In the past week B, hubby and I have moved house and although most of the people who know me might not know this, but I have a thing about structured chaos! Now you might be thinking “what the hell?” and I can even hear my one bestie Francois saying this but if things are too much out of sync, I get a little wobbly especially if I haven’t got a clue where ¾ of things are. I can handle ¼ J this means that on the weekend this mama plans on unpacking (long story as to why I haven’t) and getting some normality back. I can see that it has been affecting little B too so action plan is to be made.

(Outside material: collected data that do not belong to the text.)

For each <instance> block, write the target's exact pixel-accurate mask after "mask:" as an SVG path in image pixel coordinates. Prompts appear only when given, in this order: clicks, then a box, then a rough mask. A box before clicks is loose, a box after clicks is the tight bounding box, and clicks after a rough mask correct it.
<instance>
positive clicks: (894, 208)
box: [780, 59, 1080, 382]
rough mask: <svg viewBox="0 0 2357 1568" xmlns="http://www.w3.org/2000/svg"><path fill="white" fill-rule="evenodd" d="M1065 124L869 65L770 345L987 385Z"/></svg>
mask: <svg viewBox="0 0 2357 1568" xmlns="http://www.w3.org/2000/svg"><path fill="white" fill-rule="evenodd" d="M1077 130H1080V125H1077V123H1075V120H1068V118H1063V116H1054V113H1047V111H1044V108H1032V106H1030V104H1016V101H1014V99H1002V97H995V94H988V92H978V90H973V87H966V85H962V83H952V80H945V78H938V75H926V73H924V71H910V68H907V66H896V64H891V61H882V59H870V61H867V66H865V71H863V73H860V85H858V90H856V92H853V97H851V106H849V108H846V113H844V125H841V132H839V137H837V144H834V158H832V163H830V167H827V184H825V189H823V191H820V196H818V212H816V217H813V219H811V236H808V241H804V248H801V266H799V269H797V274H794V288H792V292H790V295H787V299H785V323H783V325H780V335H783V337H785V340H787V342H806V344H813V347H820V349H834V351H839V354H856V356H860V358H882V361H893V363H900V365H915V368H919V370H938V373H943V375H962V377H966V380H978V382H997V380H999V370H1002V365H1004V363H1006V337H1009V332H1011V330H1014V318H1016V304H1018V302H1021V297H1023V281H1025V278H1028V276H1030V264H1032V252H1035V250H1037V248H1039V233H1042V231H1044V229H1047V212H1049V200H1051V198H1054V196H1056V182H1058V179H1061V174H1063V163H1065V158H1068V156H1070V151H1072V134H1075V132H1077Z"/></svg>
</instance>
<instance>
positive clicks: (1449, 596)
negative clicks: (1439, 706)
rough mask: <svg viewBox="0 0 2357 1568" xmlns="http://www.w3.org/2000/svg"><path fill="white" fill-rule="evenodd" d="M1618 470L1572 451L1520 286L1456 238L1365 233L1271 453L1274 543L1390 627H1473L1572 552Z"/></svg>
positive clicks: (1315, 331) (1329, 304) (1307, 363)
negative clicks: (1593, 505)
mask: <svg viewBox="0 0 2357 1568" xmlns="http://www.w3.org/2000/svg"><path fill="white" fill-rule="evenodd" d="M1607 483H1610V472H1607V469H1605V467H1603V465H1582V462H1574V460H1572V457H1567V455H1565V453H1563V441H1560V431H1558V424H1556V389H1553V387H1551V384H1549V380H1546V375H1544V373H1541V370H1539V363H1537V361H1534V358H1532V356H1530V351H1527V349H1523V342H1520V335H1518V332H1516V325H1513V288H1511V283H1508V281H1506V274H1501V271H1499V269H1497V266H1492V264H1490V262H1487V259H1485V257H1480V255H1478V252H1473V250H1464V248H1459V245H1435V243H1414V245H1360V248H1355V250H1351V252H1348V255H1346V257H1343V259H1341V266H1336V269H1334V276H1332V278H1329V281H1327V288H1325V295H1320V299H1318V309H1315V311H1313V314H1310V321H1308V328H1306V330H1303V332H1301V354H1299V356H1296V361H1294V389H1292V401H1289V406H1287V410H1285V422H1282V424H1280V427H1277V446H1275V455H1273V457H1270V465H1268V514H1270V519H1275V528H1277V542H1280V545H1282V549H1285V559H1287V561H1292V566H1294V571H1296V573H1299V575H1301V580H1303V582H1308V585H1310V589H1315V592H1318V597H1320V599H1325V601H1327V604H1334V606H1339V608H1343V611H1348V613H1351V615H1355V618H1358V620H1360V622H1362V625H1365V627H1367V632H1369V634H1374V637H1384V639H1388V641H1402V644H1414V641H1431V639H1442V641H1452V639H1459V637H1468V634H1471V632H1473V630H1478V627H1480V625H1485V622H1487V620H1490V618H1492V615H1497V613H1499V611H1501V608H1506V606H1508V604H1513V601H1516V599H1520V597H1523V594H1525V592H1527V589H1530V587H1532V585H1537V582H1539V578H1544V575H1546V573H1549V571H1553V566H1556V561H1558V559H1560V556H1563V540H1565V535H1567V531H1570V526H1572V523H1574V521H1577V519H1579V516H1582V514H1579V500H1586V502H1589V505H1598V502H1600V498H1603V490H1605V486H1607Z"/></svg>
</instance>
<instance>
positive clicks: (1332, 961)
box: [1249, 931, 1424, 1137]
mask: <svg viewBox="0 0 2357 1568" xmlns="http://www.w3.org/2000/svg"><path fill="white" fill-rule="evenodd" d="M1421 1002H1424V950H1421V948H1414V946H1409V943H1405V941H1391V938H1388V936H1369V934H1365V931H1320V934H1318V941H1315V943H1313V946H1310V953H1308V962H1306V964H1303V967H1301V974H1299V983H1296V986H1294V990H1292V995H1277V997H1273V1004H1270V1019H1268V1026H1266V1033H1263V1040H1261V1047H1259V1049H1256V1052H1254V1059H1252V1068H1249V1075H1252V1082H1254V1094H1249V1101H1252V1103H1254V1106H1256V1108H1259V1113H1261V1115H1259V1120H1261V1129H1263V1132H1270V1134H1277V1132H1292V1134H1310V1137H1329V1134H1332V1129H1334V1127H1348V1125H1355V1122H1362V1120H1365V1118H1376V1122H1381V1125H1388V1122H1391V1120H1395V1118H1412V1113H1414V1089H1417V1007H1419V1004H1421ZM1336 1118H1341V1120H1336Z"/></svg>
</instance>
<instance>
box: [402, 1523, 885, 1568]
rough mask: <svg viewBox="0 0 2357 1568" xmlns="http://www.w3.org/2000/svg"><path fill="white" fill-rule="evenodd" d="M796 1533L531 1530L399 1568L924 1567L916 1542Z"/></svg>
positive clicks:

I also turned 30 and while some say that 30 is the “dirty thirties” I have been having issues with it aka I had the “turning 30 blues”. I still feel 18 and now and then I have to remind myself that I am not! Can one have two mid-life crises? I had one at 24 as I felt my life wasn’t where I wanted it to be on and by the following birthday it was so 25 was a breeze. So I officially had a mini one again! Oh well! I must say that the day itself was very special besides the fact that the wind messed with my well planned party décor and made me a little upset at first but hey, it’s about the people, not the décor and so I picked myself up and carried on. I realised that I have very special people in my life and while they are all different, they all have big spaces in my heart and I love them all dearly! I can’t imagine life without one of them and I thank the Lord everyday for each and every one of them.
The past few days have been full of challenges for me with more change (I need to ease into some things, others I jump in with both feet) and this mama has even worn coloured nail polish for a week! I normally only do clear, pink or French manicure and this week I have been sporting red fingernails! Toenails are not a problem and are always different colours but fingernails are usually as above mentioned so this is another way that I have been embracing change. Things have been blocked by incorrect infomation given and this has been causing panic for me, one person has played mind games with me and hurt me quite badly but I have gotten through it all and while I may still have a scar or two internally, this mama is starting to get back to “normal”. I have made my lists of things to do, starting to climb out of my little hole and I feel almost like a meerkat making sure that the area is clear before darting like a mad thing to the next spot.
So Little Blog, I’m back for good and with all the planning that I have been doing, things should be back to normal in the next few days and you will hear more about what has been happening!
Have you ever had a “mid-life crisis?